Suni Zeka, Yaşamını Kaybeden Kalp Hastalarını Tespit Etti

Bilim adamları tarafınca geliştirilen bir makine öğrenme algoritması, kalp hastası insanların EKG’lerini inceleyerek bir yıl için yaşamını kaybedecek insanları yüksek doğruluk oranıyla tahmin etti. Suni zeka ile meydana getirilen bu çalışmanın peşinden, emek harcama ile ilgili etik tartışmaları devam ediyor.
Suni zeka, olabildiğince süratli bir halde tüm dünyada gelişmeye devam ediyor. ABD’de meydana getirilen yeni bir suni zeka emek harcaması ise tıp dünyasında ciddi bir münakaşaya sebep olacak şeklinde görünüyor. New Scientist’te gösterilen yeni bir emek harcama ile ilgili yazı, kalp hastası insanların EKG sonuçlarına bakarak bir yıl içinde, yaşamını kaybedecek insanları tespit eden bir makine öğrenme algoritması duyurdu.
ABD’deki Pennsylvania’nın Geisiger bölgesel sıhhat grubunun geliştirdiği makine öğrenme algoritması, kardiyologların bu zamana kadarki tahminlerinden daha iyi bir tahmin tablosu ortaya çıkardı. Algoritma, geleneksel yöntemin yüzde 65 ile 80 arasındaki başarısına karşılık yüzde 85 oranında bir doğruluk oranı ortaya çıkardı.
Makine öğrenme algoritmasının neticeleri arasından en şaşırtıcı olanlarından biri, kardiyologların EKG sonuçlarına bakılırsa sıhhatli olduklarına inandıkları insanların ölüm riskini bile doğru bir halde hesaplamış olması.
Araştırmacılar, bireysel kardiyologların kararlarını öykünmek etmek için benzer faktörleri örnek alan bir algoritma geliştirdiler. Algoritmanın geliştirilmesinde 400.000 gerçek doktorun izlenimleri kaydedildi. Bu detay düzeyi, algoritmanın kardiyologlardan daha iyi tahminler sunmasını sağlamış oldu.
Makine öğrenme uzmanları, algoritmanın insanları değişik gruplara bakılırsa ne kadar iyi sıralayabildiğini ölçmek için eğri altındaki alan(AUC) adı verilen bir ölçüm kullandılar. Araştırmacılar, bir yıl içinde hangi insanların hayatta kalacağı, hangilerinin öleceği ile ilgili iki grup için algoritmayı ayarladılar. Sonuçta algoritmanın başarısı kaç kişinin doğru gruplara yerleştirildiği ile ölçüldü. Algoritma bu şekilde yüzde 85 oranında bir doğru tahmin averajı elde etti.

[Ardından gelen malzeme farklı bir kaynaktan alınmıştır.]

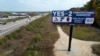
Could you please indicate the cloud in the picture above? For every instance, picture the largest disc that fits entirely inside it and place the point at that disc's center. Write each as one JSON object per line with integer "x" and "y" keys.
{"x": 40, "y": 5}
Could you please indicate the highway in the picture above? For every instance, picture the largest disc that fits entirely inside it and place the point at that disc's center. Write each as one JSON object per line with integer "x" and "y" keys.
{"x": 12, "y": 26}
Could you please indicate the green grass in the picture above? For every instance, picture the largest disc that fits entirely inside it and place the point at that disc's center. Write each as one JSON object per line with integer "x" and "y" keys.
{"x": 40, "y": 35}
{"x": 45, "y": 36}
{"x": 86, "y": 33}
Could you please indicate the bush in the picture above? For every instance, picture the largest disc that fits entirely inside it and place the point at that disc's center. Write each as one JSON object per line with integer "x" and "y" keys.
{"x": 38, "y": 38}
{"x": 96, "y": 49}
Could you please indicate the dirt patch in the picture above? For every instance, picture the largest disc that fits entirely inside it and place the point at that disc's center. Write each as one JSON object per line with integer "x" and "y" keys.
{"x": 79, "y": 47}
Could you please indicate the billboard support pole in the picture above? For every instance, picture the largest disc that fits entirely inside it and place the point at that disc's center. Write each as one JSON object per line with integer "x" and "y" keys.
{"x": 70, "y": 37}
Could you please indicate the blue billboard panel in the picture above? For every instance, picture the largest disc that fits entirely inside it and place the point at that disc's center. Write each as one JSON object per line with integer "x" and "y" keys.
{"x": 61, "y": 16}
{"x": 82, "y": 17}
{"x": 72, "y": 17}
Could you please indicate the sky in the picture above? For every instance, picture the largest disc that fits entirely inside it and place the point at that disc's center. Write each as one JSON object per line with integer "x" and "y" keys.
{"x": 40, "y": 5}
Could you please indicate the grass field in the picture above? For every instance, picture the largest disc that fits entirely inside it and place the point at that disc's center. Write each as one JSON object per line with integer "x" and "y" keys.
{"x": 86, "y": 33}
{"x": 35, "y": 39}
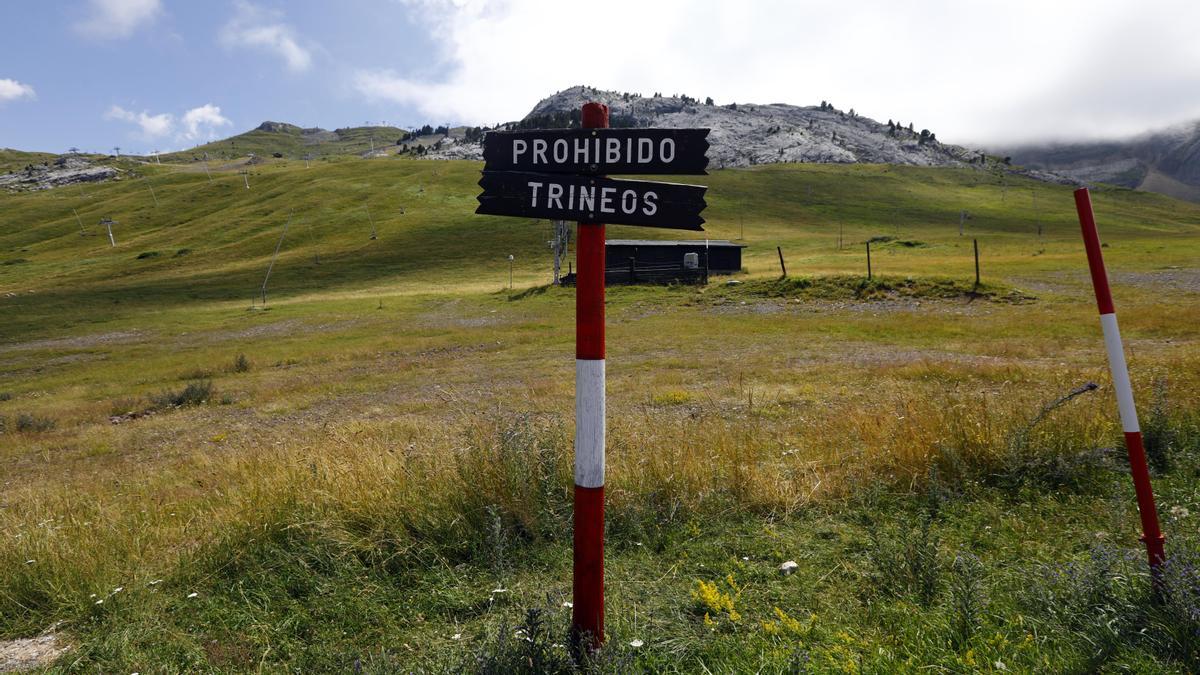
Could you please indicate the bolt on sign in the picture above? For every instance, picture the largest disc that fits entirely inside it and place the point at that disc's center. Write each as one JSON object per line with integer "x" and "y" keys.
{"x": 561, "y": 174}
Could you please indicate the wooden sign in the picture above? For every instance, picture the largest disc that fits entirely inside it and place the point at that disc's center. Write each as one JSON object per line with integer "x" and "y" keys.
{"x": 597, "y": 151}
{"x": 592, "y": 199}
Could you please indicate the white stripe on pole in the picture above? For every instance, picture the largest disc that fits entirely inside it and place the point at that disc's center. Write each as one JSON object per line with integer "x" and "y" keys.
{"x": 589, "y": 423}
{"x": 1120, "y": 372}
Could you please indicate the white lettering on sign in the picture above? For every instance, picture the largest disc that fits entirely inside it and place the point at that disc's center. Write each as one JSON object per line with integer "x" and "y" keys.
{"x": 612, "y": 150}
{"x": 645, "y": 150}
{"x": 606, "y": 199}
{"x": 588, "y": 201}
{"x": 585, "y": 150}
{"x": 652, "y": 205}
{"x": 629, "y": 201}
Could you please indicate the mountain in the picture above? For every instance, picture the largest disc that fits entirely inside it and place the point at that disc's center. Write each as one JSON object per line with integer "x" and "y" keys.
{"x": 751, "y": 133}
{"x": 1167, "y": 161}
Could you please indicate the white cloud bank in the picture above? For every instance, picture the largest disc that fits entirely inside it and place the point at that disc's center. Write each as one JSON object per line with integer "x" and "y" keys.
{"x": 114, "y": 19}
{"x": 263, "y": 29}
{"x": 981, "y": 71}
{"x": 13, "y": 90}
{"x": 202, "y": 124}
{"x": 195, "y": 125}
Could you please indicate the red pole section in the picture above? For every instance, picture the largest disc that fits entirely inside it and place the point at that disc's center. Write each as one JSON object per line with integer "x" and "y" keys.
{"x": 587, "y": 614}
{"x": 1150, "y": 530}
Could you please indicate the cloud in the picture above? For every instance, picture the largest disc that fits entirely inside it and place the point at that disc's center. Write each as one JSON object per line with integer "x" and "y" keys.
{"x": 13, "y": 90}
{"x": 113, "y": 19}
{"x": 984, "y": 71}
{"x": 201, "y": 124}
{"x": 151, "y": 126}
{"x": 262, "y": 29}
{"x": 197, "y": 125}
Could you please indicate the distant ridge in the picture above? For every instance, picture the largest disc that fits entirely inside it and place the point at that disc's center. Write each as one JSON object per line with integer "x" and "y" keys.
{"x": 1164, "y": 161}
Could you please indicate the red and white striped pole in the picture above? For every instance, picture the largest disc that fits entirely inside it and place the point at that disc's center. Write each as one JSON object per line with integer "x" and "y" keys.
{"x": 587, "y": 614}
{"x": 1150, "y": 530}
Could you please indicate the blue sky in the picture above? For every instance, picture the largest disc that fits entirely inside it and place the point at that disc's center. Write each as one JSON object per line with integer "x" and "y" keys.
{"x": 167, "y": 75}
{"x": 102, "y": 78}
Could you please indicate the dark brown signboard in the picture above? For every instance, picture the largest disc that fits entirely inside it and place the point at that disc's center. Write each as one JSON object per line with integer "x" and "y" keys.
{"x": 592, "y": 199}
{"x": 597, "y": 151}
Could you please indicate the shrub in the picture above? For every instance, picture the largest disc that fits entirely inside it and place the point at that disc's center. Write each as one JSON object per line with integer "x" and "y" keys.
{"x": 966, "y": 598}
{"x": 905, "y": 561}
{"x": 1159, "y": 434}
{"x": 529, "y": 649}
{"x": 195, "y": 394}
{"x": 34, "y": 423}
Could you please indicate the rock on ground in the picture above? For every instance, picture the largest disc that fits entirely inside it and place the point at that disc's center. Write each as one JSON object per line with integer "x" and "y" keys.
{"x": 29, "y": 653}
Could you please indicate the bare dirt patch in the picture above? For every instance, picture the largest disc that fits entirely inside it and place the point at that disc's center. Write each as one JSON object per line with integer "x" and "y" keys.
{"x": 81, "y": 342}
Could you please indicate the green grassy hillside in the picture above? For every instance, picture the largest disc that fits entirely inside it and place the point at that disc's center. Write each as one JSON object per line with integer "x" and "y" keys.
{"x": 293, "y": 143}
{"x": 211, "y": 240}
{"x": 373, "y": 471}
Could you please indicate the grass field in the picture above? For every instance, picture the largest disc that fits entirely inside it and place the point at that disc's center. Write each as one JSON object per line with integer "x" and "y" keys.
{"x": 372, "y": 471}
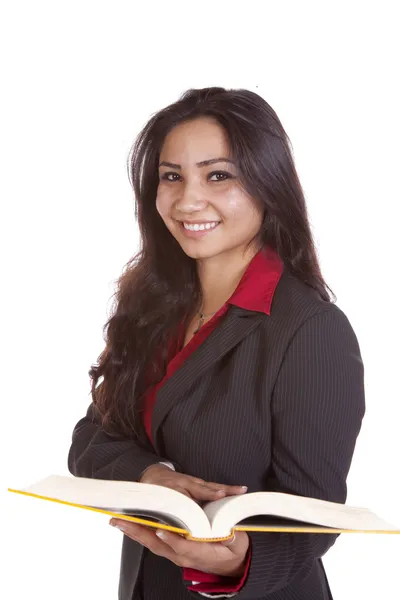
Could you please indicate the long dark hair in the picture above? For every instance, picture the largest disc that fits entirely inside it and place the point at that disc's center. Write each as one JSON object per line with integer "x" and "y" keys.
{"x": 159, "y": 288}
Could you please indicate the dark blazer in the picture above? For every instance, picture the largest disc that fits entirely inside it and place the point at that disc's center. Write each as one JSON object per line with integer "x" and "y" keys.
{"x": 274, "y": 402}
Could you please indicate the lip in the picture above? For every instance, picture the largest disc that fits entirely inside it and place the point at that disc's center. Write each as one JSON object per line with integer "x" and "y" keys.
{"x": 197, "y": 234}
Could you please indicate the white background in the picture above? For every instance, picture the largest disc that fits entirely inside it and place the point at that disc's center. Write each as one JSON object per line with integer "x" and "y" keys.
{"x": 79, "y": 80}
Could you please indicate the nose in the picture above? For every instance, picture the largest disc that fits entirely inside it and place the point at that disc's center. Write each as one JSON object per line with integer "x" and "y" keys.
{"x": 191, "y": 198}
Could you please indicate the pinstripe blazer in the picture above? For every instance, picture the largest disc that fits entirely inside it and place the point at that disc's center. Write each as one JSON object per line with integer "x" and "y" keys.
{"x": 274, "y": 402}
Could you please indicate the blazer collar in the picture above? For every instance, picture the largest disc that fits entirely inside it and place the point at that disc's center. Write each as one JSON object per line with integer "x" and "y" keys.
{"x": 237, "y": 324}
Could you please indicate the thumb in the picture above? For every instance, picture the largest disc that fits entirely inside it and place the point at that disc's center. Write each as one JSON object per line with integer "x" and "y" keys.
{"x": 230, "y": 541}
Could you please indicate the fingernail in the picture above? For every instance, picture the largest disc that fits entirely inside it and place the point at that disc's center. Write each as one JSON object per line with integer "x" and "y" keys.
{"x": 161, "y": 534}
{"x": 117, "y": 526}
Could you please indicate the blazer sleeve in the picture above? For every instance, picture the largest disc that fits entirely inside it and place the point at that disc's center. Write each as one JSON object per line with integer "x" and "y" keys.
{"x": 317, "y": 410}
{"x": 95, "y": 454}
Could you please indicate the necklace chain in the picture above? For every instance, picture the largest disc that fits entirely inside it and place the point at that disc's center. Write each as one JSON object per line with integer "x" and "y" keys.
{"x": 202, "y": 316}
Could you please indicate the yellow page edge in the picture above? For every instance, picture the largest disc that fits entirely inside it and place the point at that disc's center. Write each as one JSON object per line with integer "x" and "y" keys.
{"x": 186, "y": 533}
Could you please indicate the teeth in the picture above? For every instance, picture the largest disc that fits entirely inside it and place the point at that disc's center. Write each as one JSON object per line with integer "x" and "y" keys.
{"x": 202, "y": 227}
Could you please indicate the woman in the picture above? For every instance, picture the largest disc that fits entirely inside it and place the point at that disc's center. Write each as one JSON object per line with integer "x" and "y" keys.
{"x": 226, "y": 362}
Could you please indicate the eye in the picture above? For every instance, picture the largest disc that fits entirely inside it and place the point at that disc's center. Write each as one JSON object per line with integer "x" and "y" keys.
{"x": 170, "y": 176}
{"x": 220, "y": 176}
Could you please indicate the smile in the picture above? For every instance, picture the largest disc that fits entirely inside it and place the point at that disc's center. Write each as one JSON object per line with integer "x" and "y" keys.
{"x": 200, "y": 226}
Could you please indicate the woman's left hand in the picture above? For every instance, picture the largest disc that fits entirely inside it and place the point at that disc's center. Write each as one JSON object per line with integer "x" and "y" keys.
{"x": 226, "y": 558}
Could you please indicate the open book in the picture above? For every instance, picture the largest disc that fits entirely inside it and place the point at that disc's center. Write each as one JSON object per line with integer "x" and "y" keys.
{"x": 164, "y": 508}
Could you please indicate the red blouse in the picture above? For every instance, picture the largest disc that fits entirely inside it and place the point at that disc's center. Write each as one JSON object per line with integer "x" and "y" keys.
{"x": 255, "y": 292}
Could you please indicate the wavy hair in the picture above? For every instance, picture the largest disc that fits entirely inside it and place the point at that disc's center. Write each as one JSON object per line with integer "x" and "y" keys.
{"x": 159, "y": 288}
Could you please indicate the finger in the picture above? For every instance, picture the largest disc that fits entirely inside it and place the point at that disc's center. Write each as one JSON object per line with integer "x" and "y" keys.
{"x": 203, "y": 492}
{"x": 229, "y": 542}
{"x": 231, "y": 489}
{"x": 208, "y": 492}
{"x": 228, "y": 489}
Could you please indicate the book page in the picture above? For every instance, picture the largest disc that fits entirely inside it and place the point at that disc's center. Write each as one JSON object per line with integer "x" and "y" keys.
{"x": 131, "y": 498}
{"x": 224, "y": 514}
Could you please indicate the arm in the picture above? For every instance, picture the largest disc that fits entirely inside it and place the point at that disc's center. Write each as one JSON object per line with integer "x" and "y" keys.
{"x": 96, "y": 454}
{"x": 317, "y": 410}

Araştırma ile ilgili ilk kusur, bilim adamlarının bir senelik geçmiş verileri kullanmalıdır. Bu şekilde kapalı veri seti ile çalışan bilim adamları, neticelerini direkt doğru neticelerle karşılaştırabilirler. Kapalı bir veriyi değerlendirmekle, hastayı tedavi etme yönteminin değiştirilmesine niçin olacak, araştırılmamış bir mekanizma kullanmak içinde mühim bir fark vardır. En azından birincisi tıp etiği açısından kati olarak etiktir. Sadece ikincisi büyük bir münakaşa mevzusudur.
Tıbbi araştırmalar, aynı etik engellerle karşı karşıya olmaya devam ediyor. Makine öğrenmeye dayanarak meydana getirilen müdahalenin neticeleri değiştirmesi ve bir insanı kurtarması durumunda ne olacak? Suni zeka, büyük bir güvenle kullanılmaya başlanacak mı? Bu araştırmaya dair çalışmaların neticeleri bu münakaşaya dair mühim bir fark yaratacaktır. Ortaya çıkacak daha iyi bir tahmin mekanizması, hastaların değişik şekilde tedavilerle daha uzun süre yaşamasını sağlayabilir.